(For My Son, 1990 - 2012)
You are no longer troubled
by dreams. Dreams dark as dust storms,
black and white images of Lincoln
by the end of the war. Did you feel relief? Walking outside
at 2 AM, lighting a cigarette, sending a text. While night
is the largest dome that needs no beams. I loved you
the way the piano’s keys love Moonlight Sonata,
like a city skyline, like an aircraft
getting off the ground,
you could never pronounce
Bernoulli, like extra time in a soccer game,
like soft-boiled eggs, I’m sitting across from you
at the kitchen table
hoping you eat. Hoping you have a day
without drugs. The backs of my hands have blue veins
that look like earthworms sliding over bones, and I don’t know
what they’re trying to get away from,
don’t have the persistence
I once had.
We gave you a place:
leave your jacket on a chair,
shoes inside the door.

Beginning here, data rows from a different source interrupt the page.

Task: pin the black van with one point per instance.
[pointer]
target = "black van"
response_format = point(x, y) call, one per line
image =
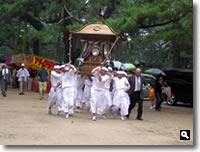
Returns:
point(181, 83)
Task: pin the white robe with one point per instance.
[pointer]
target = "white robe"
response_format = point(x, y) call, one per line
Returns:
point(121, 99)
point(79, 82)
point(87, 92)
point(67, 82)
point(97, 102)
point(52, 99)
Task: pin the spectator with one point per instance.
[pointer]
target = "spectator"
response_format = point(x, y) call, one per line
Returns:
point(136, 93)
point(152, 96)
point(22, 75)
point(42, 76)
point(158, 91)
point(4, 80)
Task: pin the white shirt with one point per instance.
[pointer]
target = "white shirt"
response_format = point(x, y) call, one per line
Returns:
point(23, 73)
point(107, 83)
point(4, 72)
point(120, 84)
point(67, 79)
point(99, 85)
point(55, 78)
point(137, 83)
point(79, 81)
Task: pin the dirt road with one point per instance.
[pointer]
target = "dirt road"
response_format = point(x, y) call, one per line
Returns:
point(24, 120)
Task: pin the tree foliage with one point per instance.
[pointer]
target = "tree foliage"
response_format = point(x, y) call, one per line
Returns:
point(155, 33)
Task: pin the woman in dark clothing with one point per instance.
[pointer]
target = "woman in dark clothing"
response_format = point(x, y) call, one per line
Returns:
point(158, 91)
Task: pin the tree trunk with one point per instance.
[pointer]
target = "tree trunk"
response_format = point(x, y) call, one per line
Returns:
point(36, 46)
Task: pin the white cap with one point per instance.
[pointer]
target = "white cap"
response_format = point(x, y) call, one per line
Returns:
point(62, 66)
point(104, 68)
point(125, 73)
point(110, 68)
point(56, 67)
point(120, 72)
point(67, 68)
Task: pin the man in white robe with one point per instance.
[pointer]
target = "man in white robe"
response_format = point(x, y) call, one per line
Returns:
point(121, 99)
point(67, 83)
point(97, 102)
point(79, 82)
point(52, 99)
point(87, 92)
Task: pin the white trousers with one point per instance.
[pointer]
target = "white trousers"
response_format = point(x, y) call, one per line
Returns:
point(68, 99)
point(105, 103)
point(86, 95)
point(60, 101)
point(52, 98)
point(121, 101)
point(96, 98)
point(78, 94)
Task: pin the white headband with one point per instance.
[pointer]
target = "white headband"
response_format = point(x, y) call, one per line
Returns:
point(56, 67)
point(104, 68)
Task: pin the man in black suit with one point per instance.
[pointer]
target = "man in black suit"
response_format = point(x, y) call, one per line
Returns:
point(136, 93)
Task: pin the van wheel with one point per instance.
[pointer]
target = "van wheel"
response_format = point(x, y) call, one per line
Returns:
point(172, 102)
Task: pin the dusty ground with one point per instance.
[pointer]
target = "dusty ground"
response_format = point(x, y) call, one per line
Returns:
point(24, 120)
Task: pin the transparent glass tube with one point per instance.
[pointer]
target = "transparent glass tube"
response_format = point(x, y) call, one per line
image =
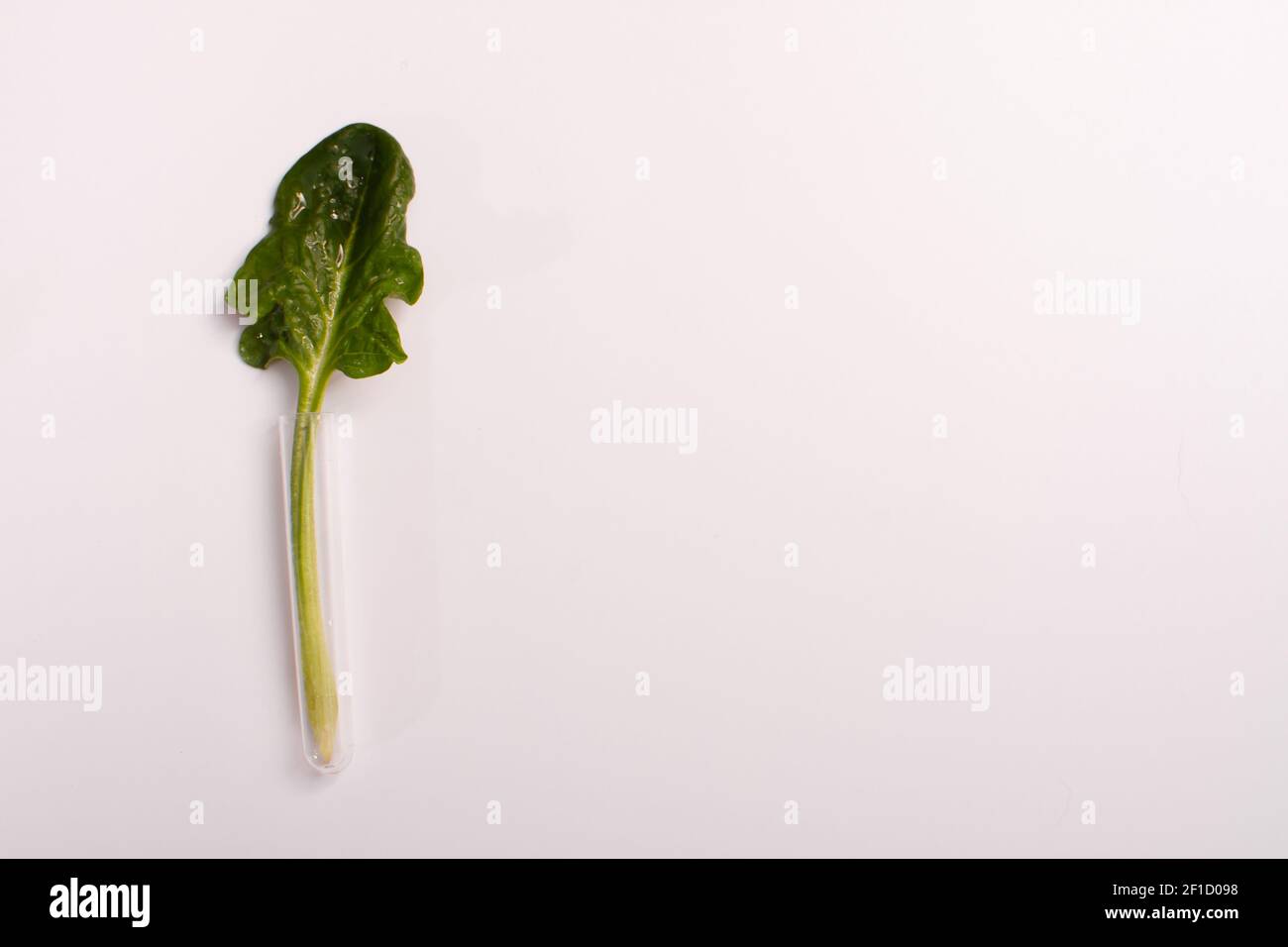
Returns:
point(309, 449)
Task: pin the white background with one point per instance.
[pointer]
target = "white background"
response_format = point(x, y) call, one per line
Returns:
point(1159, 155)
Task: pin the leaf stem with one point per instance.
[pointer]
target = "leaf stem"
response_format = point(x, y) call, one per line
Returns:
point(320, 688)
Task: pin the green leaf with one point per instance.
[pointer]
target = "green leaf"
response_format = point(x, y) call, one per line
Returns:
point(336, 249)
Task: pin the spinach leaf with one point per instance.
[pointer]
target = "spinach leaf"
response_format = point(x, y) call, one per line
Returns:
point(336, 248)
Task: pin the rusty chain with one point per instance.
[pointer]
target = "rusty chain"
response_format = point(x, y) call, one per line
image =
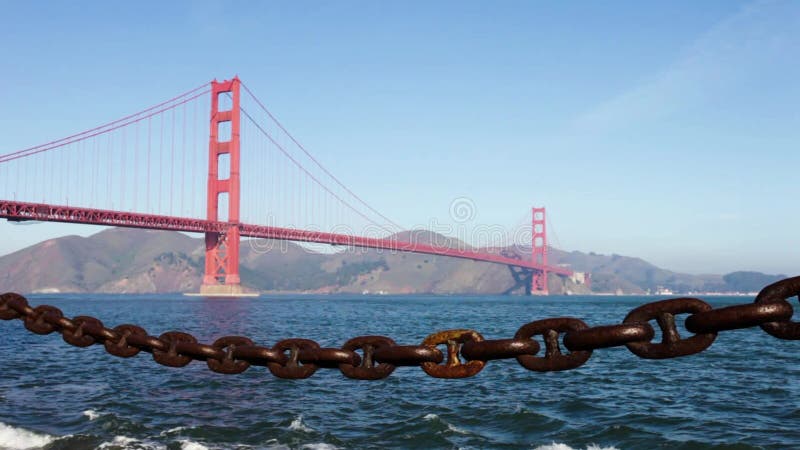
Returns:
point(379, 355)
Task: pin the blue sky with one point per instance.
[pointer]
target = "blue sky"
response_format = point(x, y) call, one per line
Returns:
point(668, 132)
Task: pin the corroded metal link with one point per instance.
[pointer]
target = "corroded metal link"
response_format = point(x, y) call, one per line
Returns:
point(408, 355)
point(453, 368)
point(259, 356)
point(38, 322)
point(100, 332)
point(171, 357)
point(499, 349)
point(120, 345)
point(739, 316)
point(782, 290)
point(293, 369)
point(366, 369)
point(300, 358)
point(227, 364)
point(608, 336)
point(77, 336)
point(147, 343)
point(553, 360)
point(328, 358)
point(198, 351)
point(671, 345)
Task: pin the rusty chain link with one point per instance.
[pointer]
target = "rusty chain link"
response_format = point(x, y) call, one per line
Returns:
point(379, 355)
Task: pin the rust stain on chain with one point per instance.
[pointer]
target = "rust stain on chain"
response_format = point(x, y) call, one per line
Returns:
point(380, 355)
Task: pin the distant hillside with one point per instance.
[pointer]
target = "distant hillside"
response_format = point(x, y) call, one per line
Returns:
point(138, 261)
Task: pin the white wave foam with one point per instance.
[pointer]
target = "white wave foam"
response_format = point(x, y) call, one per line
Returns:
point(455, 429)
point(118, 441)
point(172, 430)
point(559, 446)
point(91, 414)
point(13, 438)
point(189, 445)
point(298, 425)
point(319, 446)
point(123, 442)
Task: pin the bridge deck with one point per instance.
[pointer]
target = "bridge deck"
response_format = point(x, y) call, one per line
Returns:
point(23, 211)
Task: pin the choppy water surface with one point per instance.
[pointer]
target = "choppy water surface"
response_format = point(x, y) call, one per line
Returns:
point(741, 393)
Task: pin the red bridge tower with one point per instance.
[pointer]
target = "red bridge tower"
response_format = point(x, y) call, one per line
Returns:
point(222, 248)
point(539, 250)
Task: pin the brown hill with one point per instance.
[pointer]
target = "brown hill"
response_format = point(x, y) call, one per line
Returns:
point(138, 261)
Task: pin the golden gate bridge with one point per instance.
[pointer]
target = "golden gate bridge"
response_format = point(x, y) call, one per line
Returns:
point(145, 171)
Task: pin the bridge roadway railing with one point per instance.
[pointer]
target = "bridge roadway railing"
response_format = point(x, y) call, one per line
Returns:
point(25, 211)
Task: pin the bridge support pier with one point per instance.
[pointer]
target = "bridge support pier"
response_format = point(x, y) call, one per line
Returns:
point(522, 279)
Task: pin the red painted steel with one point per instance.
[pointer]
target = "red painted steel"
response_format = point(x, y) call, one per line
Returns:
point(539, 251)
point(222, 247)
point(19, 211)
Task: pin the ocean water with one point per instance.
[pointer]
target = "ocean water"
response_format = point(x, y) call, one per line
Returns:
point(741, 393)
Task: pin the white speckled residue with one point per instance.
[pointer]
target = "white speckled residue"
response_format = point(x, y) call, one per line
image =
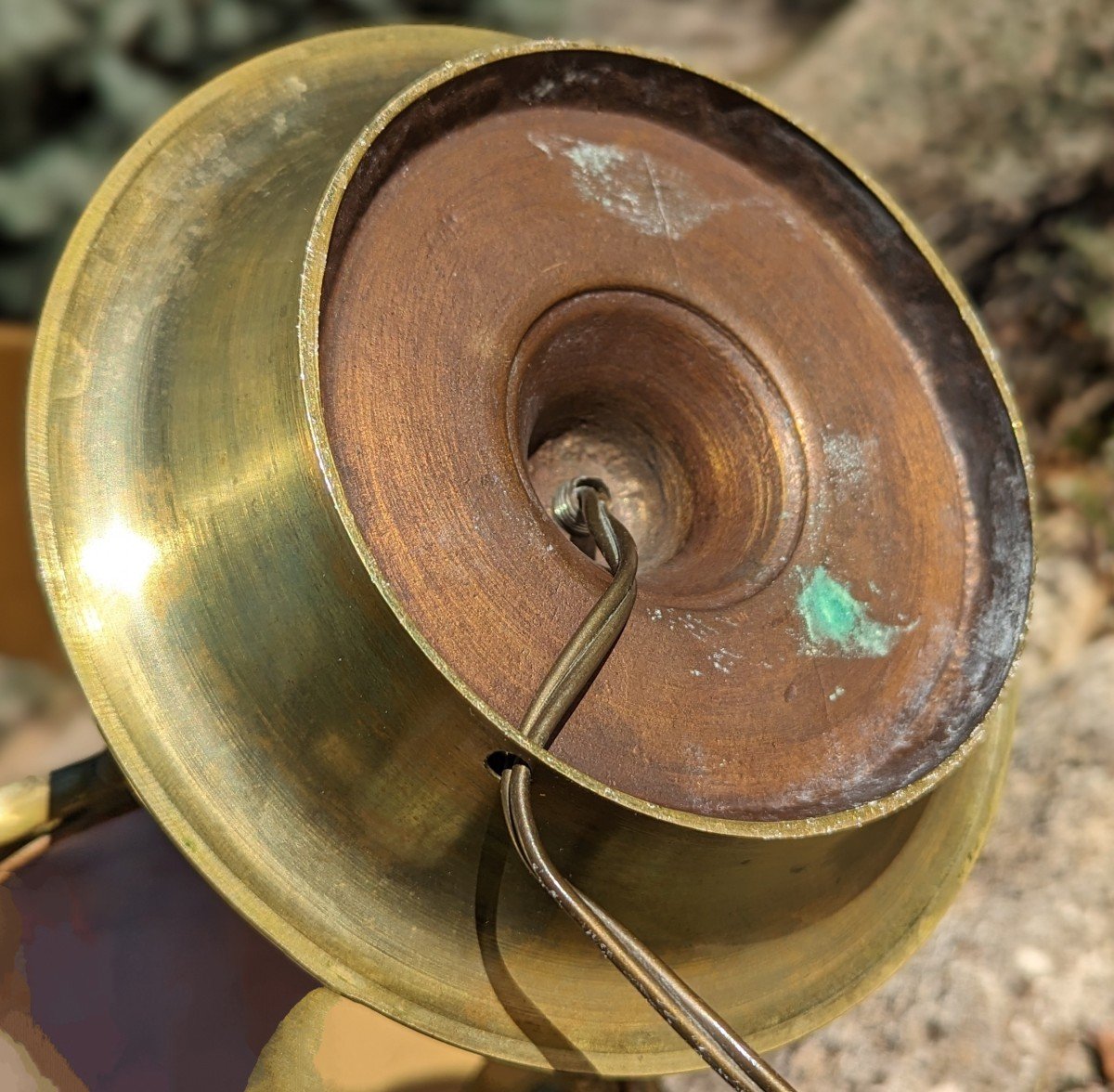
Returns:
point(655, 199)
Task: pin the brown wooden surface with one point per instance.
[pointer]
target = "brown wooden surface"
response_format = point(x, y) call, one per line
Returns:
point(557, 266)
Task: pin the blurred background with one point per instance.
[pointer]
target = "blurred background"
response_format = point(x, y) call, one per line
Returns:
point(994, 125)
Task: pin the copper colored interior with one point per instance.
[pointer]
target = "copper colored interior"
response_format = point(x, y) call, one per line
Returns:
point(693, 440)
point(575, 262)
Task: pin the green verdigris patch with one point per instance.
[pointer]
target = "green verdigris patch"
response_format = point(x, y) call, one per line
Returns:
point(836, 623)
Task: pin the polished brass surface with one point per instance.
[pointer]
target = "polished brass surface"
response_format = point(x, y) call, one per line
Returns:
point(298, 738)
point(580, 506)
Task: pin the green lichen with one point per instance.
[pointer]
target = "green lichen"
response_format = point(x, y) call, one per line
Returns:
point(836, 623)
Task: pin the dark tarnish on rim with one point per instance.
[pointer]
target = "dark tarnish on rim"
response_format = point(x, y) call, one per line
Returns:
point(610, 266)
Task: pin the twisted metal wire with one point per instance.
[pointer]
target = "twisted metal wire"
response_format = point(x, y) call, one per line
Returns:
point(582, 506)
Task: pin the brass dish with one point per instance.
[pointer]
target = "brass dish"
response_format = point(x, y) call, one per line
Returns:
point(293, 731)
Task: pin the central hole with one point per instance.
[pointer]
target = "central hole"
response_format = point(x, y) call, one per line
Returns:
point(697, 448)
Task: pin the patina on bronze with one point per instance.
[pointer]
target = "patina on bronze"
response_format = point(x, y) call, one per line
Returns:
point(287, 450)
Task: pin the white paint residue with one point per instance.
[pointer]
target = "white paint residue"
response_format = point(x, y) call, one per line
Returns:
point(655, 199)
point(723, 660)
point(852, 458)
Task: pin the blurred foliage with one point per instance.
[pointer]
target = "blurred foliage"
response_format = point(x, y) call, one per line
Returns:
point(82, 79)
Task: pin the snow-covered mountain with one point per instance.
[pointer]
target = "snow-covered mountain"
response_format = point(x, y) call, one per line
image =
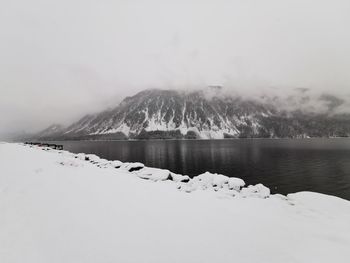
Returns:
point(209, 115)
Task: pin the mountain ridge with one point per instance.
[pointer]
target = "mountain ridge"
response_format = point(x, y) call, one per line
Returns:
point(165, 114)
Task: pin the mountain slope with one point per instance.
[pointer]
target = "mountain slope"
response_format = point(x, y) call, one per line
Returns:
point(174, 114)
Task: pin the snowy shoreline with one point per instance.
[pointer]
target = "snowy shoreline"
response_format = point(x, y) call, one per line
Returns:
point(58, 206)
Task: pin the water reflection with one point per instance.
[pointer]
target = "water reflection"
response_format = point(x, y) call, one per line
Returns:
point(285, 166)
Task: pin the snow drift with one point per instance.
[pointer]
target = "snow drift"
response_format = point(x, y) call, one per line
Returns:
point(57, 206)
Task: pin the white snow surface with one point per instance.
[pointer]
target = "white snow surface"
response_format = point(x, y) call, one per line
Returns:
point(57, 206)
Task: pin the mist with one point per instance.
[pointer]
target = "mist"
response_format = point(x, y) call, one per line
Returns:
point(63, 59)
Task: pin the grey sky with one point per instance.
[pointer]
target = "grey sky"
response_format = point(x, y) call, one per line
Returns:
point(60, 59)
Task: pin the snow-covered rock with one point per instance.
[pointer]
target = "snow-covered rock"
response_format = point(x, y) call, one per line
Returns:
point(258, 190)
point(214, 182)
point(54, 212)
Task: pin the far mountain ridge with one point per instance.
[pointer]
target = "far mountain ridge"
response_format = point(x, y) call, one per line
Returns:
point(165, 114)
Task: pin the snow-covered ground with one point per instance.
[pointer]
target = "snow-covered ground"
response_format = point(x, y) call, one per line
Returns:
point(57, 206)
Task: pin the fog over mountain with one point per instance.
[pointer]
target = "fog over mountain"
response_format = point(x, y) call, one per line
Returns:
point(63, 59)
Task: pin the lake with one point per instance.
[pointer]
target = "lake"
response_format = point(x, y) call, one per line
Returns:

A workshop,
drill press, bandsaw, blades, strange friends
of graceful instruments,
your mandolins, your guitars, but other voices
were more eloquent
than ours.
John Romagna began writing poetry after the death of his son, Tim. Writing keeps him connected with family, friends, and a community of writers. He lives in Clinton, New Jersey, with his wife, Karen, a landscape and seascape painter. He gains inspiration from the poetry of Mary Oliver and many others.